MIT NANDA’s report last month that revealed a 95% rate of failure of Gen AI pilots sparked considerable media coverage and, no doubt, many deep enterprise conversations asking the question: Which AI business use cases do succeed at delivering ROI?
The correct use cases can deliver a “Yes” answer to this simple litmus test: Does adding more human labor to scale the function have the reverse of the desired effect, reducing productivity by adding unacceptable workflow bottlenecks, costs and complexity?
One such use case is enterprise procurement. And because it’s also too strategic and nuanced to hand over entirely to machines, procurement gains additional credibility and veracity from the humans in the loop. The perfect symmetry here is that the human capacity to provide this necessary oversight is actually freed up by agentic AI doing the drudge work.
By applying agentic AI to large enterprise procurement scenarios, companies such as HP, Fidelity Investments, BT, Santander Bank and Tesco have measured ROI figures. Tesco’s Save to Invest program, for example, was called out in the retailer’s 2024 Annual Report for helping to deliver £1.2bn in savings, enabling the company to “offset inflation and create headroom to fund investments.”
If we agree that procurement is a solid use case, the other ingredient for ROI is ensuring AI is engineered to produce optimal outcomes at the speed of business. With agentic AI, the temptation is to go for vendor or home-grown systems that use lots of agents to handle specialized tasks like POs, supplier search, SOW-writing or negotiation. This multi-agent approach, however, reduces agents to siloed task executors that lack perspective, intelligence and range.
The Many Advantages of Range
In one of my favorite books, “Range: Why Generalists Triumph in a Specialized World,” the author David Epstein argues that in a complex and unpredictable world, the most successful experts often start as generalists. Exploring broadly across different domains, rather than specializing early, enables deeper creativity and better problem-solving, he maintains.
Range challenges conventional thinking behind specialization and Malcolm Gladwell’s “10,000-hour rule,” demonstrating the relative advantages of broad experience across sports, science and business. It explains why many company leaders ultimately become innovative thinkers and gain long-term success after coming through cross-functional management development programs.
Why Range Matters to AI Agents in Procurement
We humans learn linearly, building expertise over time through trial and error. Even the most versatile polymaths need years to develop true cross-functional prowess. AI agents, by contrast, can instantly ingest and synthesize the experience of thousands, switch roles fluidly and see patterns humans can’t.
That difference highlights why scaling procurement solely with human labor is so difficult. Procurement may be a specialist function, but it spans an unusually wide set of activities. On a typical day, a procurement executive might hop from category management to sourcing to supplier relationship management to ensuring supply continuity. To manage billions of dollars in trade, there’s a dizzying range of skills, experience, knowledge and strategic execution required. The domain expertise spans sourcing, supplier discovery, stakeholder intake, requirement definition, RFP creation, negotiation, contract management, compliance, risk assessment, legal alignment, finance integration and ongoing performance management. All these activities generate huge amounts of documents and data.
Traditionally, this work is split across teams, creating countless silos and hand-offs, which is why scaling manually becomes so counterproductive. Using AI agents solves this dilemma because you can deploy a single procurement agent with the range and depth to handle multiple interconnected processes. Using a single agent for procurement can deliver what users need: a cohesive, intelligent partner designed to reason, learn and operate across every stage of the sourcing journey.

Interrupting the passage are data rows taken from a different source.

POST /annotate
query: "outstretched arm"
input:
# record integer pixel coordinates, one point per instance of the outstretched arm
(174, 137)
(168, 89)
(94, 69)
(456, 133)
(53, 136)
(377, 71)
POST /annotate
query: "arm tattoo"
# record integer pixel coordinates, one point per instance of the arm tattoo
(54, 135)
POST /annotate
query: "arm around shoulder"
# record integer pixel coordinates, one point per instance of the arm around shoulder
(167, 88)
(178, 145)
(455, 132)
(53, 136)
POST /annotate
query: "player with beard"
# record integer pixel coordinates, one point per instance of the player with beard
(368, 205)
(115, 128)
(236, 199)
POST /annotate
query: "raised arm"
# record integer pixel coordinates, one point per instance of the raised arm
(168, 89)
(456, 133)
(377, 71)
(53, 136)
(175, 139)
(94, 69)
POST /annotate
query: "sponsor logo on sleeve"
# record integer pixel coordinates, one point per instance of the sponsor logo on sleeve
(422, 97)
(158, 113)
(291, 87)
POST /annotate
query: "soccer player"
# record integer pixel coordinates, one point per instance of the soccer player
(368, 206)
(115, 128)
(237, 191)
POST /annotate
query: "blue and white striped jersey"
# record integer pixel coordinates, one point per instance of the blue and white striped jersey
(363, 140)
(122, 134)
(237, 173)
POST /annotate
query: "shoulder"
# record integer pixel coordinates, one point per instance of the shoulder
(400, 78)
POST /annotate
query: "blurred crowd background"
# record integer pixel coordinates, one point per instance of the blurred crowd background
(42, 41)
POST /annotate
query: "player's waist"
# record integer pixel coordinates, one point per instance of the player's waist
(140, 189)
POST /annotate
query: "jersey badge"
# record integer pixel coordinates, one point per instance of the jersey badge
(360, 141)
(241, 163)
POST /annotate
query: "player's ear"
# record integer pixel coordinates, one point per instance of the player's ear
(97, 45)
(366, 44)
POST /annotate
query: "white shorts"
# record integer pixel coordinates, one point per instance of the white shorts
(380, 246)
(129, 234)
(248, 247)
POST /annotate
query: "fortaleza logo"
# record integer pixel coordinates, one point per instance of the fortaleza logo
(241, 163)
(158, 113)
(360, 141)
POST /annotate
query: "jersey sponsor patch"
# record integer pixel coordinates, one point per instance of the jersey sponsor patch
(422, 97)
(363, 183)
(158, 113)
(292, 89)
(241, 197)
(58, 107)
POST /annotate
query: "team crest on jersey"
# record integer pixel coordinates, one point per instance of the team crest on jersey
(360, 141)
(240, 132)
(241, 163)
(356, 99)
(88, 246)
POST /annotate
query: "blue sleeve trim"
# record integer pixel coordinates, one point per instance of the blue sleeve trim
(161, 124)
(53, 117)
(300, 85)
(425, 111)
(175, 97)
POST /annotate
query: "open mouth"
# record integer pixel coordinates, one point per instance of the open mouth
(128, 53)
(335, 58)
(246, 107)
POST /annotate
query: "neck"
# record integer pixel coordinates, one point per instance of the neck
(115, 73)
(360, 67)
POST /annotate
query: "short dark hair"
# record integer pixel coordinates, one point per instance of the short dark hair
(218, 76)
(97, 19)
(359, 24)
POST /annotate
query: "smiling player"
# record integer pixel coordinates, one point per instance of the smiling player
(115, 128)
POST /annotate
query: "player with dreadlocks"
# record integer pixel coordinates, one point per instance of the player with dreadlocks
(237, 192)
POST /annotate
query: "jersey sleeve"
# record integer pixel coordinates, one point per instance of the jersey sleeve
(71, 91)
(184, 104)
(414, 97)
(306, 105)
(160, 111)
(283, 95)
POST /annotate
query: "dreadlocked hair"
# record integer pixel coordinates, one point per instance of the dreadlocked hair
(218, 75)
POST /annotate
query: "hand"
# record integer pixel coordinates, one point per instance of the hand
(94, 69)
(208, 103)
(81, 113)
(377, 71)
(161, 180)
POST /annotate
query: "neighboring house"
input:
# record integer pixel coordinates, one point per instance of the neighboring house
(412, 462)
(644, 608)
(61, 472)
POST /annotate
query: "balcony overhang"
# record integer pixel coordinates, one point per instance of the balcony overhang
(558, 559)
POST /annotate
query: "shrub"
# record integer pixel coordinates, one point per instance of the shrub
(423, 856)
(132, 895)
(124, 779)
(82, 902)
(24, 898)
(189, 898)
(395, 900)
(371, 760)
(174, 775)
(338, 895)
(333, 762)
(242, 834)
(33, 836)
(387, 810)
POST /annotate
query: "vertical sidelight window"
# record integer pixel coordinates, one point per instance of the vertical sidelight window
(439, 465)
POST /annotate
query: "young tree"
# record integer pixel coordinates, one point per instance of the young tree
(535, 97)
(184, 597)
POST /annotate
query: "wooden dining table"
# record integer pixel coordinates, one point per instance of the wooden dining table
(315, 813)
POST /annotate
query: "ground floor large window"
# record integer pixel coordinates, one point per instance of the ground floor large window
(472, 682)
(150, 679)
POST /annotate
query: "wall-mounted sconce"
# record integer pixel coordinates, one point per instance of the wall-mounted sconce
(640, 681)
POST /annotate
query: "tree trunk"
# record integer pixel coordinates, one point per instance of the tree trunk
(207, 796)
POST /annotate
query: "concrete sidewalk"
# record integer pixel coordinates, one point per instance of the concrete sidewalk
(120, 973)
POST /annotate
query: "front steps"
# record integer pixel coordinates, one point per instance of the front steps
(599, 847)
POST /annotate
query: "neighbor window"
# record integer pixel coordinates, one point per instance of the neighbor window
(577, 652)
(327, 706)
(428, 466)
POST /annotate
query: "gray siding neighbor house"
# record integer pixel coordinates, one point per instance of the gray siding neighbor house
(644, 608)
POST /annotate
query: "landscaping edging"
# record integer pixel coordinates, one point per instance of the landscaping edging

What to Look for and What to Avoid
To gain the best ROI outcomes, look for a single AI agent with a wide range of procurement expertise and broad contextual understanding. The agent should be designed to reason, learn and operate across every stage of the lifecycle, from “I have a need” to “I am now engaged with my supplier to satisfy my need.” It should navigate simple and complex sourcing requests that span industries, regulations and internal dynamics, direct and indirect, across sectors like telecom, financial services, consumer goods and retail, technology and enterprise IT, and others. It should manage everything from tail-spend and complex services to multi-billion-dollar strategic sourcing, covering thousands of categories with deep expertise and autonomous decision-making.
What to avoid? Anyone selling lots of task-based AI agents. It might help them to “land-and-expand” their sales engagement with you, but it will never help you achieve that elusive ROI.